A seven-stage pipeline runs from raw corpus to a reusable, rule-based voice profile. It separates registers so a single number is never read out of context, and it ends with a verification stage that regenerates text and checks it against the source on fixed numeric thresholds. The method is the product. The system does not merely claim to capture a voice, it measures whether it succeeded.

The framework is public and authored end to end, built and validated across multiple registers. The concrete figures shown here are drawn from a published essay, so the method can be demonstrated without exposing private writing.

Overview

  • Built a framework that models a writing voice by measuring around fifty linguistic features, instead of describing it with adjectives a model cannot act on
  • Grounded in published stylometry: function-word analysis, moving-average lexical richness, sentence-length distribution, punctuation profiling, and register separation
  • A seven-stage pipeline runs from raw corpus to a reusable, rule-based voice profile
  • Three-tier feature extraction that degrades gracefully, from a zero-dependency baseline to optional deep-syntactic analysis
  • A verification stage that regenerates text and tests it against the source corpus on fixed numeric thresholds
  • Produces hard, checkable rules and quantitative targets rather than a loose description
  • Public framework, authored end to end

Role

  • Sole author of the framework, methodology, and implementation
  • Designed the linguistic feature taxonomy and grounded each feature in published research
  • Built the stylometric feature-extraction pipeline in Python across three dependency tiers
  • Designed the seven-stage build workflow with a human review checkpoint
  • Designed the verification protocol that measures a rebuilt voice against its source

00. Table of Contents

01. The Problem

Why instructing a model to write in a voice produces drift, and what is missing.

02. The Premise

Voice as a set of measurable habits rather than an aesthetic.

03. The Method

The stylometric foundation, from the Federalist Papers to register theory.

04. What Gets Measured

Around fifty features across three extraction tiers.

05. The Pipeline

A seven-stage workflow from corpus to a verified voice profile.

06. Verification

Regenerating text and testing it against the source on fixed thresholds.

07. Outcome

A reproducible voice system whose strength is the method behind it.

01. The Problem

The instruction to write in someone’s voice produces an imitation that holds for one sentence and loosens by the end of the paragraph.

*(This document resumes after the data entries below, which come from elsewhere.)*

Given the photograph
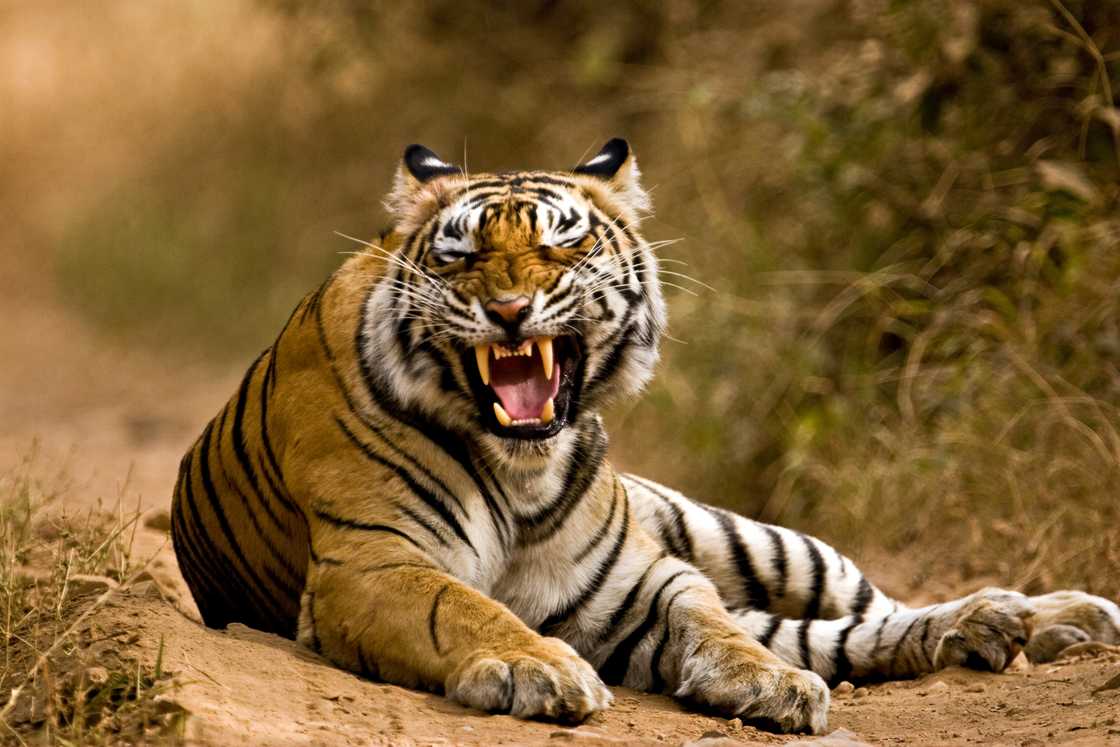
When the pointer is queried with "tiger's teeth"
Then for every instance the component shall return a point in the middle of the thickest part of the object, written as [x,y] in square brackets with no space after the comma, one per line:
[482,355]
[546,345]
[502,416]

A language model reaches for an average of how educated English reads, and the specific habits that make one writer recognizable are the first thing that averaging removes. The output is competent and anonymous at the same time, which is the worst result for anyone whose writing is part of how they are known.

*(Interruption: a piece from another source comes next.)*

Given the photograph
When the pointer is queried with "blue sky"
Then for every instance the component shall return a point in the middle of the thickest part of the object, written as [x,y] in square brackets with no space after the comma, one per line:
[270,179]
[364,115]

The common fix makes the problem worse. People describe the voice they want with adjectives, asking for prose that is "direct", or "warm", or "conversational", and those words carry almost no information a model can act on. Two writers described the same way produce nothing alike, because the description names a feeling about the writing rather than anything the writing measurably does.

The deeper issue is that a description gives you no way to tell when the output has slipped. Working from an impression, you cannot catch a sentence-length distribution that has quietly shifted or a punctuation habit that has crept back in. The voice fails silently, and the only signal is a vague sense that something is off.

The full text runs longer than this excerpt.